Turkey Sweet Potato Quinoa Bake
Serves: 6-8
  • 1 C uncooked quinoa, rinsed + reduced-sodium chicken broth needed for cooking
  • 1 tbsp olive oil
  • 2 C cubed raw sweet potato
  • 1 small yellow or white onion, chopped
  • 1 medium-large green bell pepper, chopped
  • 2 cloves garlic, minced
  • 3 C baby spinach leaves
  • 2 C shredded turkey (white or dark meat)
  • 1 C reduced-sodium chicken or vegetable broth
  • 1 tsp salt
  • ½ tsp ground black pepper
  • 2 C shredded mozzarella cheese, divided
  • 1 C shredded cheddar cheese
  • 2 tbsp fresh parsley, for garnish
  1. Prepare quinoa according to package instructions using low-sodium chicken broth in place of the water.
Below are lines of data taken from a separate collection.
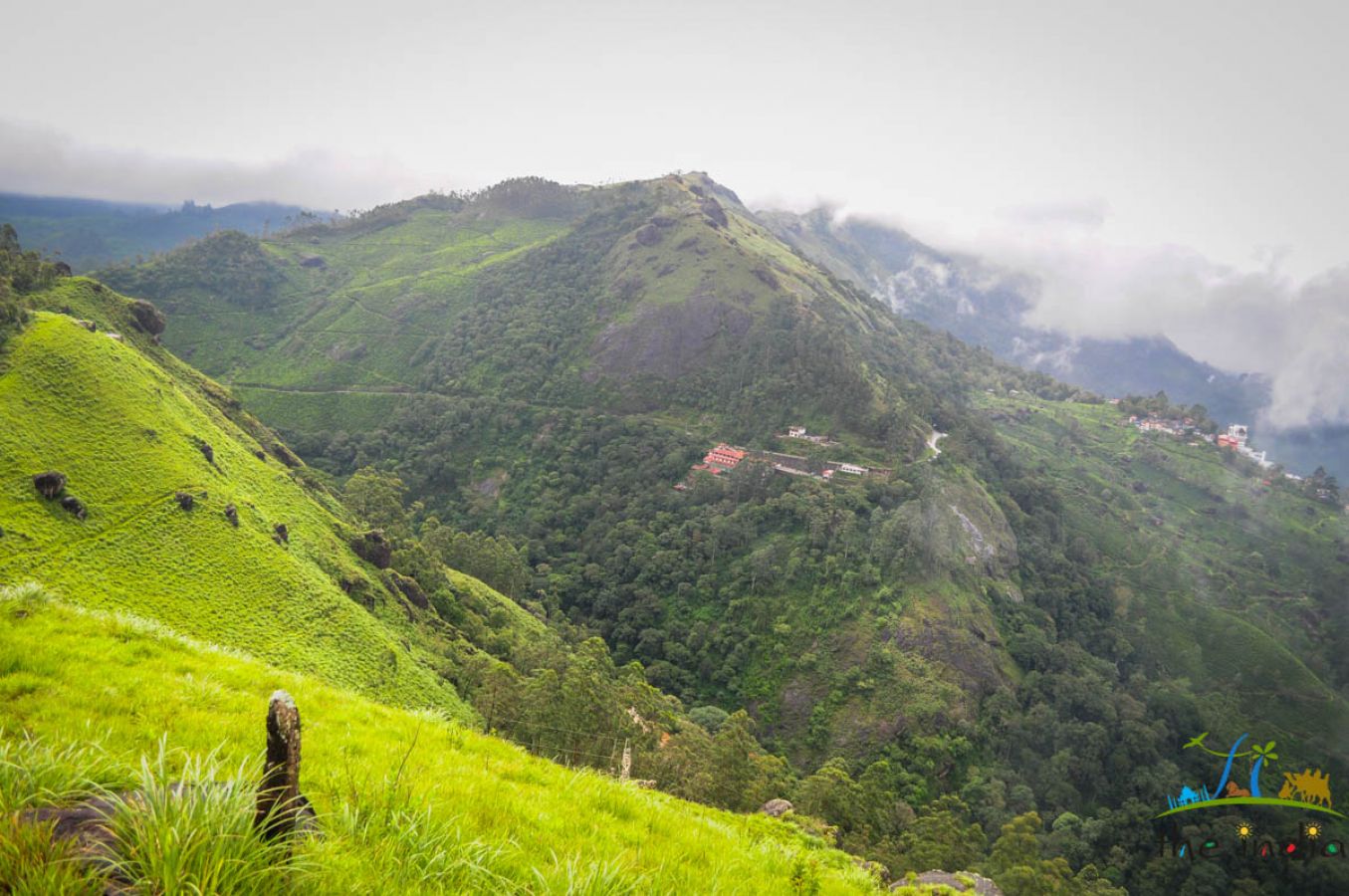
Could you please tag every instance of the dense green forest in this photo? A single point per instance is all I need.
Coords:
(989, 660)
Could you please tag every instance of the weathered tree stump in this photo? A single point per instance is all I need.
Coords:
(281, 807)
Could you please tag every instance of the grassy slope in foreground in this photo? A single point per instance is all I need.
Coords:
(124, 432)
(409, 801)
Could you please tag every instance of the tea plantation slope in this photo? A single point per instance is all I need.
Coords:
(129, 436)
(407, 801)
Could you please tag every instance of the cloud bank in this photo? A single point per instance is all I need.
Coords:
(1258, 320)
(46, 162)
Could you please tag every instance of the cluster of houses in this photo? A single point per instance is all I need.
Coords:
(725, 458)
(1234, 440)
(798, 432)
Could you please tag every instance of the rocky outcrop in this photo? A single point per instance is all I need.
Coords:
(374, 548)
(50, 483)
(411, 589)
(669, 340)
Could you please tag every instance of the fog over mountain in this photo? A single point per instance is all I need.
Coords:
(1258, 319)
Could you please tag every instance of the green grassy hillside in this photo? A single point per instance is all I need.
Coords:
(128, 437)
(407, 801)
(1034, 619)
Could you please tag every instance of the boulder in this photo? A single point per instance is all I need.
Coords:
(374, 548)
(411, 589)
(284, 455)
(50, 483)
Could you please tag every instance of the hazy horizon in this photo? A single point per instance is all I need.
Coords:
(1163, 170)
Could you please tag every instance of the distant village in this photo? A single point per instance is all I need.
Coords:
(725, 458)
(1185, 426)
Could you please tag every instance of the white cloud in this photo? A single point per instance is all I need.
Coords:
(1257, 320)
(45, 162)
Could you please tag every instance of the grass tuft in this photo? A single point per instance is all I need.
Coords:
(194, 832)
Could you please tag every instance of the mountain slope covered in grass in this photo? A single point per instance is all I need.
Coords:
(189, 511)
(407, 801)
(1025, 608)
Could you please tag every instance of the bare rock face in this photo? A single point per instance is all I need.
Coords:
(374, 548)
(50, 483)
(75, 506)
(669, 340)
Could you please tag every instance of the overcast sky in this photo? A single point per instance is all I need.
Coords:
(1102, 131)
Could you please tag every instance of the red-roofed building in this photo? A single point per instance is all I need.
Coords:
(725, 456)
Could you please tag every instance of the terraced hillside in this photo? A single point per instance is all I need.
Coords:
(644, 296)
(1227, 576)
(1004, 623)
Fluff with a fork and transfer to a large, heat-safe bowl. Set aside.
  2. Preheat oven to 350 degrees F.
  3. Heat olive oil in a large skillet over medium heat. Add sweet potato, onion, and bell pepper. Cook until bell pepper is softened and onion is translucent, about 7-9 minutes. Stir occasionally.
  4. Stir in spinach and garlic and cook for an additional 2-3 minutes, or until spinach is wilted. Transfer vegetable mixture to bowl with quinoa.
  5. Stir in shredded turkey, chicken broth, salt, pepper, and 1 cup shredded mozzarella cheese.
  6. Spread mixture into a 9x13 inch baking dish. Bake for 25 minutes.
  7. Carefully remove from oven. Top with remaining 1 cup shredded mozzarella cheese and shredded cheddar cheese. Return to oven and bake for an additional 20-25 minutes, or until cheese is starting to brown and edges are bubbling.
  8. Remove from oven to a wire rack and allow to cool for 10-15 minutes before serving. Sprinkle with parsley, and serve.
  9. Store leftovers in the refrigerator.